Intervention de Jacques Repussard

Réunion du 5 juillet 2012 à 10h00
Commission des affaires économiques

Jacques Repussard, directeur général de l'IRSN :

La question que vous soulevez est celle du « temps long » du nucléaire, qui se conçoit en siècles, et de l'interface entre les politiques conduites et la politique de sûreté. Pour l'implantation d'un site de stockage des déchets, il faut un quart de siècle pour le concevoir pour le réaliser avec une exploitation d'une durée d'un siècle. De même, en ce qui concerne la transition énergétique, le public attend une transition de vers la barre des 50 % en quinze ans, mais une question demeure en suspens : est-ce un équilibre définitif ou bien une étape vers une sortie totale du nucléaire ? Nous ne pouvons faire l'économie d'une décision car l'ambigüité ainsi créée se fait au détriment de l'évolution de la sûreté.

La maison EDF privilégie une culture technique majoritaire en son sein qui raisonne plus en termes de prévention qu'en actions de mitigation d'incidents possibles. Ainsi, au sujet des casse siphon, il est possible de considérer que, de fait, ils ne sont d'aucune utilité sauf si la piscine se dénoie. Il en va de même pour les branches froides : il n'y a pas de problème tant qu'il n'y a pas d'accident. Vous avez soulevé, par cette question, un problème plus général : comment pouvons-nous – et l'ASN a suivi nos recommandations sur ce point – considérer que les centrales sont suffisamment sûres pour continuer à fonctionner tout en imposant mille mesures aux exploitants ? Nous nous plaçons en fait dans une perspective d'évolution du degré d'exigence de sûreté : nous considérons que, compte tenu de l'évolution de la technologie et des attentes du public, il est légitime d'exiger davantage de l'exploitant. J'insiste sur l'importance des exigences portées par la société : plus ces dernières seront fortes, plus les progrès en matière de sûreté seront importants dans nos centrales et plus notre travail sera facilité. Il est extrêmement complexe pour des institutions comme l'IRSN et l'ASN de travailler sans le soutien des citoyens.

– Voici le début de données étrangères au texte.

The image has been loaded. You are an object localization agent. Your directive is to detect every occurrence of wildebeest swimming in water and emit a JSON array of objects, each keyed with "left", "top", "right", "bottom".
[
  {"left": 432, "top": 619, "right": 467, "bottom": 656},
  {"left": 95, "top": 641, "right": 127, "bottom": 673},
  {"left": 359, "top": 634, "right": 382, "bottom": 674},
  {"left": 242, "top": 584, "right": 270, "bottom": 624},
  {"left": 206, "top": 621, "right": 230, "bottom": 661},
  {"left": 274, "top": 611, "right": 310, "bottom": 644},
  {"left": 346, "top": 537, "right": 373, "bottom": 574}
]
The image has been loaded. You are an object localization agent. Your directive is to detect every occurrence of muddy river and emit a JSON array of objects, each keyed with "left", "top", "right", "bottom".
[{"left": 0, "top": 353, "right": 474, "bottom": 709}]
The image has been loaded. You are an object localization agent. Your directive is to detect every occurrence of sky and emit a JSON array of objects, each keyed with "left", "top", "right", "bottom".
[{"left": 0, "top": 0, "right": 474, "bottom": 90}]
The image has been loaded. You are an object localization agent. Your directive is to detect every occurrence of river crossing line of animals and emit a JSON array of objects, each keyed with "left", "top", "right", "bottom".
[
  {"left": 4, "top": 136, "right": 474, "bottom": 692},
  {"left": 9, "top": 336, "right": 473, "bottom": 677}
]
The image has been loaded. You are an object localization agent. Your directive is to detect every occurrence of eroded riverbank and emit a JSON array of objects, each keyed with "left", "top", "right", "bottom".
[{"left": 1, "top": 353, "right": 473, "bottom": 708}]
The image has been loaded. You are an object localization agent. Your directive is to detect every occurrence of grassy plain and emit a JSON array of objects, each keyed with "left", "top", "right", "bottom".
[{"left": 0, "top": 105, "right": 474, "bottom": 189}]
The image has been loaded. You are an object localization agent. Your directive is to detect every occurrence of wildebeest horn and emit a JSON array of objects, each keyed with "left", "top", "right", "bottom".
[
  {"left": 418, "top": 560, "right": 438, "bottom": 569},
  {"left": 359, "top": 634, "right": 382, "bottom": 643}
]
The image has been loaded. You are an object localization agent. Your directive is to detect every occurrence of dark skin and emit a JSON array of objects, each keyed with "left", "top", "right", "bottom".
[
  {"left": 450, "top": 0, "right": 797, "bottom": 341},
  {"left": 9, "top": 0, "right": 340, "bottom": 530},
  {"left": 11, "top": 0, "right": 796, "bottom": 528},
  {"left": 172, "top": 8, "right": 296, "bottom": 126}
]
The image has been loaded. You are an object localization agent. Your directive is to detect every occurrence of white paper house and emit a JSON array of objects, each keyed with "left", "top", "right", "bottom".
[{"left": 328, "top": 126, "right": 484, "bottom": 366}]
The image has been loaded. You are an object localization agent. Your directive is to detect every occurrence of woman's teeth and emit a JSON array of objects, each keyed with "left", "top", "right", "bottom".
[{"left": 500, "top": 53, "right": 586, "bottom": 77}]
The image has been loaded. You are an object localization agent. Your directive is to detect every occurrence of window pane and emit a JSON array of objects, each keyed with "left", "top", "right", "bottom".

D'une certaine manière, nous ne pouvons aller au-delà de ce qu'ils souhaitent.

Les réacteurs non « moxés » contiennent aussi du plutonium au moment du déchargement du combustible, ce qui était le cas à Fukushima. C'est pourquoi la différence entre les réacteurs utilisant du Mox et les autres est de second ordre. En fait, s'agissant du Mox, la principale préoccupation en matière de sûreté porte sur le cycle du combustible. Une usine de fabrication de Mox est plus dangereuse qu'une usine d'enrichissement d'uranium naturel « traditionnelle », car la toxicité du plutonium doit être prise en compte.

En ce qui concerne la surveillance de la tenue des cuves, celle-ci est le fait d'EDF et de l'IRSN, à chaque renouvellement de combustible, sans oublier les revues décennales. Le phénomène de dégradation des cuves est lent : s'il n'est pas possible de prédire la durée de vie des matériels, nous pouvons tout de même garantir l'absence de risque sur une période de temps suivant celle de l'examen.

Quant à la lutte contre la menace terroriste le nombre d'acteurs impliqués la rend plus complexe encore : l'IRSN, qui détient un rôle d'appui technique, EDF, chargée de la surveillance de ses sites, et les agences de l'État, qui sont compétentes en matière de contre-espionnage par exemple. Dans ce contexte, il paraît délicat de confier ces questions à des autorités administratives indépendantes. L'IRSN considère que les intrusions récentes sur des sites nucléaires français ne pouvaient pas conduire à des faits graves. Au demeurant, la première barrière de sécurité a été franchie et il y a toujours matière à progrès dans ce domaine.

La situation topologique de la centrale de Fessenheim montre que tous les sites ne se valent pas en termes d'implantation. À l'époque de la construction de ce réacteur, les préoccupations étaient principalement d'aménagement du territoire et de faisabilité technique, la sûreté ne faisant pas grande question. Aujourd'hui, la réflexion ne serait pas la même. Cela a d'ailleurs été constaté en Chine où la réflexion conduite au sujet des incidents de Fukushima pose la question du renoncement de l'implantation de centrales en bord de fleuves. Ainsi, les conséquences d'un incident à Fessenheim sur le Rhin seraient de grande ampleur, d'autant plus que les dommages concerneraient plus de populations étrangères que françaises.

Pour l'avenir, il conviendra de mener une réflexion à l'échelon sociétal avec un critère de sûreté plus prégnant que par le passé.